Monday, July 06, 2009

Sweden's New Inflationist Strategy

In this post at the Naked Capitalism blog, the new inflationist strategy of the Swedish Riksbank is discussed. The facts appears to be mostly correct, though it is misleading to claim that Sweden has price deflation. While the official CPI is in negative territory that is only because it counts interest rate cuts as price cuts (Meaning that in the short term, interest rate changes will have the opposite effect of the intended). Looking at the EU-harmonized price index which lacks that distortion instead, the HICP, Sweden has an inflation rate of 1.7%, significantly above the euro area average.

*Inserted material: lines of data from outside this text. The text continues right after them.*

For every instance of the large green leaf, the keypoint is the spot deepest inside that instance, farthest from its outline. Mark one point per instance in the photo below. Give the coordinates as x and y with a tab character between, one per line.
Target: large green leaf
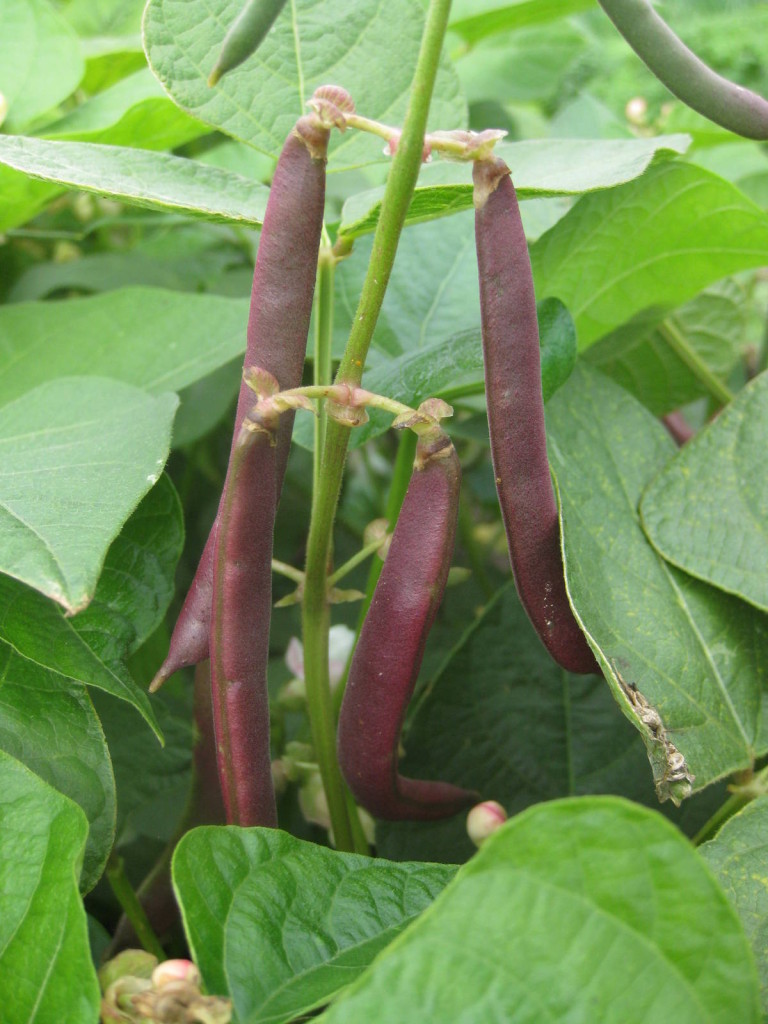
46	972
157	180
707	511
155	339
79	454
686	663
47	721
36	631
134	112
473	20
454	369
738	856
502	718
540	168
655	242
579	910
281	925
368	48
40	61
672	361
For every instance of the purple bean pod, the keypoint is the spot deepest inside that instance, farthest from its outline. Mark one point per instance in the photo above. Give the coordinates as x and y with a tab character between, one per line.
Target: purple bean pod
515	403
390	647
240	627
278	328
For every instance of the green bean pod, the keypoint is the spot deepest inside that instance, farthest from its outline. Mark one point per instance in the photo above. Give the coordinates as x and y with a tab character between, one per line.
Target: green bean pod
246	35
726	103
389	651
515	406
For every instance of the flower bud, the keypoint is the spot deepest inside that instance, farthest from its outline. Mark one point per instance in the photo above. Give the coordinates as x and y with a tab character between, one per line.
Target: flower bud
483	820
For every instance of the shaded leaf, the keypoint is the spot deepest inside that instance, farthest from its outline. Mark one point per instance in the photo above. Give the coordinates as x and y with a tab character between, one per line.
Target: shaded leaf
78	455
707	510
46	973
311	919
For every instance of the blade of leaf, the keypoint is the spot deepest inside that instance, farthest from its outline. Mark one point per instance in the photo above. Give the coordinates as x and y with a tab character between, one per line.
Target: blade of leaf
540	168
46	972
78	455
367	48
311	919
178	339
707	512
692	652
591	909
156	180
655	242
738	858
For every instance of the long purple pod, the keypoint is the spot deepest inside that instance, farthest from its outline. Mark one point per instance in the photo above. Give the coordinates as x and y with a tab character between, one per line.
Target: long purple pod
680	70
515	404
390	648
278	328
240	630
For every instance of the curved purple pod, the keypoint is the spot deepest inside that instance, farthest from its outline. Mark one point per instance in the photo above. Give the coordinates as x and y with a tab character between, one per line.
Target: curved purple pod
515	403
278	328
684	74
390	648
240	631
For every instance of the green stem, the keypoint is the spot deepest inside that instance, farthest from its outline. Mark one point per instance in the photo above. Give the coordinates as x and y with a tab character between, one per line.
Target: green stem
323	345
400	478
354	561
131	906
740	798
397	195
700	371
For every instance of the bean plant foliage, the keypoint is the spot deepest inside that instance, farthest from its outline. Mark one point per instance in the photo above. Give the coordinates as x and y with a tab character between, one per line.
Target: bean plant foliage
626	875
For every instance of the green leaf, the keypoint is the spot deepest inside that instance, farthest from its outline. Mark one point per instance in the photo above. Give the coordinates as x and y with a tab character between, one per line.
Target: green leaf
454	369
738	858
46	973
523	731
79	454
651	243
134	112
707	510
281	925
136	583
540	168
369	49
501	15
47	722
176	340
695	655
40	61
690	353
156	180
36	631
585	910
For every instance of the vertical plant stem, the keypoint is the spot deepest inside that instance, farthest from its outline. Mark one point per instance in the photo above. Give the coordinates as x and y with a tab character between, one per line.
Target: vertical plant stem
131	906
324	298
396	199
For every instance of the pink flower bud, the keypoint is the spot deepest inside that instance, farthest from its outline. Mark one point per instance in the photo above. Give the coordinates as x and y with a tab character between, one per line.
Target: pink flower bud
483	820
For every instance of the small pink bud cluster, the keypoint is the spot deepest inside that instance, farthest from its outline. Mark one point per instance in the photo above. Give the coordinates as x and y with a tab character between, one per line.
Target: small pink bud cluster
483	820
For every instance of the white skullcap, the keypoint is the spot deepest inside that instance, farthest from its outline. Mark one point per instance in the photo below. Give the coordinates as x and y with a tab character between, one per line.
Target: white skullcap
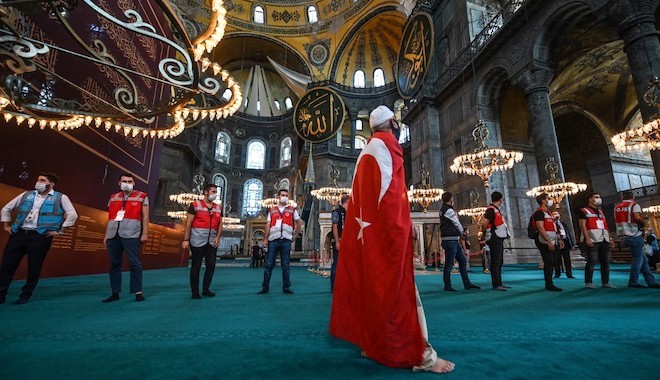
379	116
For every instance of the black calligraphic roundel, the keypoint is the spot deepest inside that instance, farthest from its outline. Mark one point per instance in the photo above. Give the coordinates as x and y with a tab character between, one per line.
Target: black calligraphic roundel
318	115
415	54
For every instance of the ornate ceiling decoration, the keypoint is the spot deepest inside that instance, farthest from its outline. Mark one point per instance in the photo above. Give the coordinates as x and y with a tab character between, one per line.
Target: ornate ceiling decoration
124	65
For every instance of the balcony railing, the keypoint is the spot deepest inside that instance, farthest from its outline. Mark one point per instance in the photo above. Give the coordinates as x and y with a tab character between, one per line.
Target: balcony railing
464	58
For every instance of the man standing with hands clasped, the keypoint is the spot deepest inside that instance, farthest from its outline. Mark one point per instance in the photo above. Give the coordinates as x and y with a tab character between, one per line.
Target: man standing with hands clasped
280	233
128	226
41	216
597	240
202	236
547	239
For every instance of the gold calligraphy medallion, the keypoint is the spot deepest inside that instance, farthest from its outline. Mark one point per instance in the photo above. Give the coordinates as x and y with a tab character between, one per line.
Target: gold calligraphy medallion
318	115
414	55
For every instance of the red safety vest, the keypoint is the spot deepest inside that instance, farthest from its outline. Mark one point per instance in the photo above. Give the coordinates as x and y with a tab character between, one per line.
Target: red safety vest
596	224
548	225
285	229
132	206
625	222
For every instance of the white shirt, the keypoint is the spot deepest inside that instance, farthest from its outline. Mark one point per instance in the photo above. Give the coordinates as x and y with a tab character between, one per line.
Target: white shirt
31	221
296	217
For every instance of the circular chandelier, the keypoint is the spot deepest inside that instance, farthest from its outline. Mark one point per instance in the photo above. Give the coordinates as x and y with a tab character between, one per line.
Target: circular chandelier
484	161
425	194
332	193
197	194
133	72
652	209
646	136
556	189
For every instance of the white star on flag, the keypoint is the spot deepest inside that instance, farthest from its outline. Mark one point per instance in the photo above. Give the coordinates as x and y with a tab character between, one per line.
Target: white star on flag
362	224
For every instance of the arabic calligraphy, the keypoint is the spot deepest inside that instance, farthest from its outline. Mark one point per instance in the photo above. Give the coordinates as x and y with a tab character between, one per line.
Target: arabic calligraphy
318	115
414	55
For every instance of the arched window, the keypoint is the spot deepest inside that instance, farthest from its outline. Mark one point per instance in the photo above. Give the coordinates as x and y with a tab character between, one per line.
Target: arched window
359	80
221	182
222	147
259	14
379	78
360	142
312	14
285	152
256	155
253	190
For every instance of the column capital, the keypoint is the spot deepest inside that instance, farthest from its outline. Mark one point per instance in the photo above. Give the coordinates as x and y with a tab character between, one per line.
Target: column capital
535	78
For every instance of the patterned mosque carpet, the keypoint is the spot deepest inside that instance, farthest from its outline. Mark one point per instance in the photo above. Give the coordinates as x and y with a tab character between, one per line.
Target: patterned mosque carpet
65	332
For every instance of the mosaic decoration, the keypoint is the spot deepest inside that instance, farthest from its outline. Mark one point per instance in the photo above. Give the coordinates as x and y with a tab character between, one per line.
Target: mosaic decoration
414	54
318	115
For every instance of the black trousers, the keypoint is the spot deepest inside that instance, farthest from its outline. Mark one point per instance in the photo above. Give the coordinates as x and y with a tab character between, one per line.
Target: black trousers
599	252
496	246
208	253
32	244
565	256
548	262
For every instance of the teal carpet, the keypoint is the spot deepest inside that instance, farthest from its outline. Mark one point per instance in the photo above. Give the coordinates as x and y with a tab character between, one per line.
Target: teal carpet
65	332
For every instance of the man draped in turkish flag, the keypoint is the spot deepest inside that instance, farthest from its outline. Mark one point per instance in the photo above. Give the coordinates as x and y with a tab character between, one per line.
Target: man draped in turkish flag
376	304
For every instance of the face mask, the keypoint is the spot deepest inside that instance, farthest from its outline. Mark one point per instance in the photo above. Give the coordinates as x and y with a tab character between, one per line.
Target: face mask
40	187
397	133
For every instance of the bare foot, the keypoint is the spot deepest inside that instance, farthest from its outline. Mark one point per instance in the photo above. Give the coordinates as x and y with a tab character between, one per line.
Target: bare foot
442	366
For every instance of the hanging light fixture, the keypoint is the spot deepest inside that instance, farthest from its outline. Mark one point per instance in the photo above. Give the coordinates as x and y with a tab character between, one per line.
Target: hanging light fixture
556	189
484	161
425	194
646	136
137	99
332	193
197	194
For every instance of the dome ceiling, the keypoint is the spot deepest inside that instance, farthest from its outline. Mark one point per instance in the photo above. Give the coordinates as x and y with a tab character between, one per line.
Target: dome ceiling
349	34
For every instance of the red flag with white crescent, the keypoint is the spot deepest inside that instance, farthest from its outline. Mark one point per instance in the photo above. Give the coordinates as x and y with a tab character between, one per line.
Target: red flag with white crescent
374	304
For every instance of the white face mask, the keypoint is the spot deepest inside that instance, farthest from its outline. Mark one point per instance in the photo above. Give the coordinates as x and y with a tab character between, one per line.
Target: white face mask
40	186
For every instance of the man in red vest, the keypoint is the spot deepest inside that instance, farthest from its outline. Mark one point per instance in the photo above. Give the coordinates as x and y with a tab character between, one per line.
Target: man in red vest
282	228
128	225
376	304
495	231
597	240
202	236
547	238
630	227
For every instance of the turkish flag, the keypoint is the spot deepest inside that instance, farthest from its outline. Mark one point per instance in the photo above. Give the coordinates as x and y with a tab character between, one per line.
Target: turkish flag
374	303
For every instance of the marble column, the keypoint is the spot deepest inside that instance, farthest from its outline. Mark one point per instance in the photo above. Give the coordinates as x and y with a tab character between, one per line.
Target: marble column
535	82
635	22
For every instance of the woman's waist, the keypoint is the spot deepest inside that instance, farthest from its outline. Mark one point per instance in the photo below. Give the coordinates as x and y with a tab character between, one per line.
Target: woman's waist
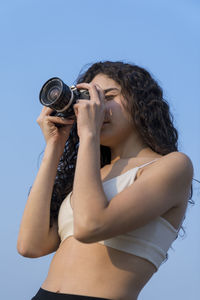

Anyway, what the Riksbank decided was to reduce its main interest rate from 0.5% to 0.25% and start with quantitative easing. There's nothing unusual or new about that these days, as near zero interest rates and quantitative easing are the rule rather than the exception for central banks in advanced economies. What was unusual was that this decision meant that the interest rate on bank deposits in the central banks was cut to -0.25%. That's right, a negative interest rate. The reason why they now have a negative deposit rate can be found in the reason why it is considered nearly impossible to bring market interest rates below zero: namely that people would then start to withdraw their money. By having a negative deposit rate, the Riksbank hopes to discourage banks from keeping the money they receive from quantitative easing as reserves. Instead, they want the banks to create more credit, something which in turn will increase money supply, something which in turn will increase inflation.

The most radical inflationist in the board, Lars E.O. Svensson, has advocated currency market intervention to bring down the exchange rate of the SEK, which in turn is meant to increase import prices and inflationary expectations. The rest of the Riksbank board decided against it, probably because other countries could interpret this as a way to subsidize exports and discourage imports, rather than as a way to increase inflation. The strategy they are now pursuing will also lower the exchange rate of the SEK, but probably not by as much and not in such a conspicuous way.

One interesting question that the Riksbank's negative deposit rate this raises is why the Fed insists on paying a positive interest rate on bank reserves. If you want to achieve inflation, which the Fed wants, then that is counterproductive as it encourages banks to keep the money at the Fed instead of lending them out to the public. As I've pointed out repeatedly, the monetary base has no direct effect on the real economy. It only has an indirect effect to the extent it helps increase the money supply. But as long as the banks keep the money they receive from the Fed's asset purchases at the Fed, money supply is not affected.

I am not sure why the Fed insists on having a positive deposit rate, since it counteracts the inflationist effects of their other schemes, but one possible reason is that it wants to subsidize the banks and boost their profits. By paying interest on their deposits, the Fed is essentially giving away money to the banks. Another possible reason is that they think that large reserves are essential to restore confidence in the banking system.

3 Comments:

Blogger Unknown said...

As to the Fed paying interest on reserves, Gary North has directly addressed that issue and comments by Bernanke support his conclusions. The Fed is paying interest to hinder the amount of money creation via bank lending, and only wants growth in the money base affecting prices.

In gist, the Fed is reversing the usual roles of bank lending being the predominate form of money creation. The Fed has direct control over money base creation. It's an attempt to avoid the inflation part in stagflation. If they really believed in Keynes they'd charge the banks a fee for holding excess reserves, and spur massive bank lending as in Chinese state-controlled banks.

11:44 AM  
Blogger Tempus fugit said...

"By paying interest on their deposits, the Fed is essentially giving away money to the banks."

Bingo, that's what's been going on for the last 9 months. All private losses have been socialized. Rather than another 700 billion TARP from congress (which would create a greater deficit) it's easier to give corporate welfare through the fed. Add on TALF and the PPP and the whole system is a joke. How do you justify people getting payed at the bank for their "work".Bonus? for what? Sucking the governments teats?

5:55 PM  
Anonymous Anonymous said...

I was not aware of this fact, yet I follow the economy rather closely. Has this been tried before? Will a negative interest rate on deposits cause an "explosion in lending", that is, are we likely to surpass other countries in the race towards massive price inflation? Scary stuff, no doubt.